Ensure context propagation optional
Context propagation is particularly important when network calls (for example, REST) are involved.
Extracting the context when receiving a request
To extract information on an existing context, we pass the headers to the otel_propagator_text_map.extract
function, which parses the context information provided by the headers and sets the current context based on that.
#extract headers
:otel_propagator_text_map.extract(conn.req_headers)

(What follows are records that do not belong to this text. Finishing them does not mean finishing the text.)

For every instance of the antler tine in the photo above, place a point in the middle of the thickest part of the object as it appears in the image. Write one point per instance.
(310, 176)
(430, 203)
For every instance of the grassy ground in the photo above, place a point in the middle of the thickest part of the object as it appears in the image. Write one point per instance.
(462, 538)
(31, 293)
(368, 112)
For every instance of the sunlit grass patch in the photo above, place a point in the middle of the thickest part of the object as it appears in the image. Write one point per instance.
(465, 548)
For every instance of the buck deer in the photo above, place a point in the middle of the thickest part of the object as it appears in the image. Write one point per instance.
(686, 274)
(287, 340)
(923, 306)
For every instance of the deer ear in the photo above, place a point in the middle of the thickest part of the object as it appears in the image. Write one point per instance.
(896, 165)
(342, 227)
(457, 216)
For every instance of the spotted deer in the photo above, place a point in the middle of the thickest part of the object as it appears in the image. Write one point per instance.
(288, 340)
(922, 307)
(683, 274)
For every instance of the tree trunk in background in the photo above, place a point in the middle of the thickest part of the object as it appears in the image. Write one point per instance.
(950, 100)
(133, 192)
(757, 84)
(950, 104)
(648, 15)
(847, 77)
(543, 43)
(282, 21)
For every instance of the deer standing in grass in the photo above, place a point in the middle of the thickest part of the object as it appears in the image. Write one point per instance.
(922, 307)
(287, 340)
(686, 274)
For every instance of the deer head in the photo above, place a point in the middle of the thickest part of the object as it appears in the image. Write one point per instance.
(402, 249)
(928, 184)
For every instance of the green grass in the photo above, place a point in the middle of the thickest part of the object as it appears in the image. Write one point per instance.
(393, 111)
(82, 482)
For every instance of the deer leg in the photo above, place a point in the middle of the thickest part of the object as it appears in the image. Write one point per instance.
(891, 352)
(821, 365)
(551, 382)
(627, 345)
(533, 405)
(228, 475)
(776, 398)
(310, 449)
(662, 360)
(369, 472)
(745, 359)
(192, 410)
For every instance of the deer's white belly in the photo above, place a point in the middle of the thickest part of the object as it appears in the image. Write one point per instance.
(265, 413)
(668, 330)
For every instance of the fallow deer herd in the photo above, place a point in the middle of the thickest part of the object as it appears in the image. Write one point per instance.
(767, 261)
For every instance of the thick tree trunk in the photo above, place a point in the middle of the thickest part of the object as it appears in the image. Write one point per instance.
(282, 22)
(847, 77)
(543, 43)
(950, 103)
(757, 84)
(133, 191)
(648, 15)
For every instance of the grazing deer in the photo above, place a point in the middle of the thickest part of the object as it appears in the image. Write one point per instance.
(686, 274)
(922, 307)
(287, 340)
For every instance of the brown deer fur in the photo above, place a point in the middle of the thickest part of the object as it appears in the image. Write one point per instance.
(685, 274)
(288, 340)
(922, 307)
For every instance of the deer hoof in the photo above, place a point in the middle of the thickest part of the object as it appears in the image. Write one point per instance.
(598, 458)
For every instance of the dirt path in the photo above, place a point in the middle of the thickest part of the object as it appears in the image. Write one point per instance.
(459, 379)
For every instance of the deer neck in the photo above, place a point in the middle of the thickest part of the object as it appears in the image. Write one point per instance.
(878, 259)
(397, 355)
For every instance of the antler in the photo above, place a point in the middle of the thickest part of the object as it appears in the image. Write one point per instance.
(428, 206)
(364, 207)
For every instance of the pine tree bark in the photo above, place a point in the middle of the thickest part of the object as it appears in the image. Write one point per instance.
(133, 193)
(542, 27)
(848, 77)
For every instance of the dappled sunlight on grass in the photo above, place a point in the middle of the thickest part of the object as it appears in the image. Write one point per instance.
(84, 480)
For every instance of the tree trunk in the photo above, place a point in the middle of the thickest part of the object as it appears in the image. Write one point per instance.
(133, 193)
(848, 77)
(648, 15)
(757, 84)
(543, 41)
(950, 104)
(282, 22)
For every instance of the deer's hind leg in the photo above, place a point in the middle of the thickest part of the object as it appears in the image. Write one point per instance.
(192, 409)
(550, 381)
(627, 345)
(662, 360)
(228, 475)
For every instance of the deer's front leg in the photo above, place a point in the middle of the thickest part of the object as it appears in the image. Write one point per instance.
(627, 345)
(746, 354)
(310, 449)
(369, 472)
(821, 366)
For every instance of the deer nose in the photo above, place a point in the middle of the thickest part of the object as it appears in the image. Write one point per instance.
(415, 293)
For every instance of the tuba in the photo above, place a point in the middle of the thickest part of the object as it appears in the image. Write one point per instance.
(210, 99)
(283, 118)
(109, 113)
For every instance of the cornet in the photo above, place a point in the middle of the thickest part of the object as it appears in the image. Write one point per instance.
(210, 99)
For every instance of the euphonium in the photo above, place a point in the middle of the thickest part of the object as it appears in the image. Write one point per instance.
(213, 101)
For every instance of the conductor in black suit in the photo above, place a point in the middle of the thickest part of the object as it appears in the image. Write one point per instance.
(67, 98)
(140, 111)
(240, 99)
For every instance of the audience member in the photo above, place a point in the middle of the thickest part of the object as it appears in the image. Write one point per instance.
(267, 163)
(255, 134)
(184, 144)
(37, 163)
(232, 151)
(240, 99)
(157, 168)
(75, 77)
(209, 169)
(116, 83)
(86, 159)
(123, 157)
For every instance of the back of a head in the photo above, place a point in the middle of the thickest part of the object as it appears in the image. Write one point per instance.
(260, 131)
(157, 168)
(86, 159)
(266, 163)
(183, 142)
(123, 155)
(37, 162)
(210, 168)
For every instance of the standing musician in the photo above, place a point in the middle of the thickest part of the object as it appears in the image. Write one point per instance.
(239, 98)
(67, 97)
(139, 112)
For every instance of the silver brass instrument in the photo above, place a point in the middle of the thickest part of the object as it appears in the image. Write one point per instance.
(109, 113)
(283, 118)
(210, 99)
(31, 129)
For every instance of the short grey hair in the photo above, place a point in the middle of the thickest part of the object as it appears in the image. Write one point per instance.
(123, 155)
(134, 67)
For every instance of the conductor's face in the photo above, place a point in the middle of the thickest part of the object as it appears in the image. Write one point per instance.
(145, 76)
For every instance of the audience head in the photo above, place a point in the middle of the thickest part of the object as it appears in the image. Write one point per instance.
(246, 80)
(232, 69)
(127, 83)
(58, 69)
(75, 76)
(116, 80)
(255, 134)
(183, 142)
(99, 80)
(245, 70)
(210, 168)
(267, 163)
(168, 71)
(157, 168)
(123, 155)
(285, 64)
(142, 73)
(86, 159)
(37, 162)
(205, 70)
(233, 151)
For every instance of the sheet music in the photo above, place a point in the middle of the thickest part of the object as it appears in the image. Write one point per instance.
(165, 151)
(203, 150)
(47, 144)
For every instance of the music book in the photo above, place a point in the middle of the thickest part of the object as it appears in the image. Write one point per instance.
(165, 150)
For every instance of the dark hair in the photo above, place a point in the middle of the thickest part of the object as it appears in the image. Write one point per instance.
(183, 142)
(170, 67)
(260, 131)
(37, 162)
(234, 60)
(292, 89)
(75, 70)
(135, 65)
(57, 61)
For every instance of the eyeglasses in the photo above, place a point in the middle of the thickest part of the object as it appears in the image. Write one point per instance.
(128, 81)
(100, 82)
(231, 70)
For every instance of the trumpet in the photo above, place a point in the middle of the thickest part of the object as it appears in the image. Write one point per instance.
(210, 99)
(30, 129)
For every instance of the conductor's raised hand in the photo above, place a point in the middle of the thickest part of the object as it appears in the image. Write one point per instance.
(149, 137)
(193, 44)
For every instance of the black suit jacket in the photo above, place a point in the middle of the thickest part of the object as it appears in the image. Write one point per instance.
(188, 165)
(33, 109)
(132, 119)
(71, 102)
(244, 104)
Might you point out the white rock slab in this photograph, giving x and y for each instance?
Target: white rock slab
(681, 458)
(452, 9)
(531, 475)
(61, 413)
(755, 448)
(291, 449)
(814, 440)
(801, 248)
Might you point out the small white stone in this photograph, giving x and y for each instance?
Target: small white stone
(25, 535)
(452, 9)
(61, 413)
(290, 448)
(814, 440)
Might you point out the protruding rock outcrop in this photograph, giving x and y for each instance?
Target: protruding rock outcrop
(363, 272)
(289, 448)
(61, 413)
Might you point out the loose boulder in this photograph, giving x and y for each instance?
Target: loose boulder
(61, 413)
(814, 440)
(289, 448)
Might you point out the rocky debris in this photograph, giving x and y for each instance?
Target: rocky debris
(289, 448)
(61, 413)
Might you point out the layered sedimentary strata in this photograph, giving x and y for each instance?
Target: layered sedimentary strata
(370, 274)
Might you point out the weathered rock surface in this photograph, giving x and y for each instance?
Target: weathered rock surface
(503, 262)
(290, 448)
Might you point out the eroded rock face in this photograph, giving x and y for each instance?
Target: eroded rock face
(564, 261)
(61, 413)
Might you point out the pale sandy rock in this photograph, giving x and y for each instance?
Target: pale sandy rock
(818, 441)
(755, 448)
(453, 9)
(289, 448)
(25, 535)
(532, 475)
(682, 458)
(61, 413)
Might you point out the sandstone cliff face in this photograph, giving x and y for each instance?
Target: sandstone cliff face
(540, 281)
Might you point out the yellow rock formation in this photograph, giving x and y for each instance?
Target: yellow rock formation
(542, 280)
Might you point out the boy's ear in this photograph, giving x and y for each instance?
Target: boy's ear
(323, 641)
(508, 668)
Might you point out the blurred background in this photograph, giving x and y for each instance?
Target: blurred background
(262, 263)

span_ctx = OpenTelemetry.Tracer.start_span(<<"span-name">>)
ctx = OpenTelemetry.Ctx.get_current()
task = Task.async(fn ->
OpenTelemetry.Ctx.attach(ctx)
OpenTelemetry.Tracer.set_current_span(span_ctx)
# do work here
OpenTelemetry.Tracer.end_span(span_ctx)
end)
Injecting the context when sending requests
The following example uses otel_propagator_text_map:inject
to provide the HTTP headers (necessary for context propagation) in merged_headers
. The headers are then passed to HTTPoison.get
, which allows the receiving endpoint to continue the trace with the provided information.
OpenTelemetry.Tracer.with_span "span-name" do
...
# do work here
...
headers = [{"content-type", "application/json"}, {"X-Custom-Header", "some-value"}]
merged_headers = :otel_propagator_text_map.inject(headers)
case HTTPoison.get(URL, merged_headers, []) do
{:ok, res} -> IO.puts("Response: #{inspect(res)}")
{:error, _} -> raise "request failed"
end
end
Configure data capture to meet privacy requirements optional
While Dynatrace automatically captures all OpenTelemetry resource and span attributes, only attribute values specified in the allowlist are stored and displayed in the Dynatrace web UI. This prevents accidental storage of personal data, so you can meet your privacy requirements and control the amount of monitoring data stored.
To view your custom span attributes, you need to allow them in the Dynatrace web UI first.
- Span attributes: In the Dynatrace menu, go to Settings and select Server-side service monitoring > Span attributes.
- Resource attributes: In the Dynatrace menu, go to Settings and select Server-side service monitoring > Resource attributes.
Verify data ingestion into Dynatrace
Once you have finished the instrumentation of your application, perform a couple of test actions to create and send demo traces, metrics, and logs and verify that they were correctly ingested into Dynatrace.
To do that for traces, in the Dynatrace menu, go to Distributed traces and select the Ingested traces tab. If you use OneAgent, select PurePaths instead.
Metrics and logs can be found under their respective entries at Observe and explore.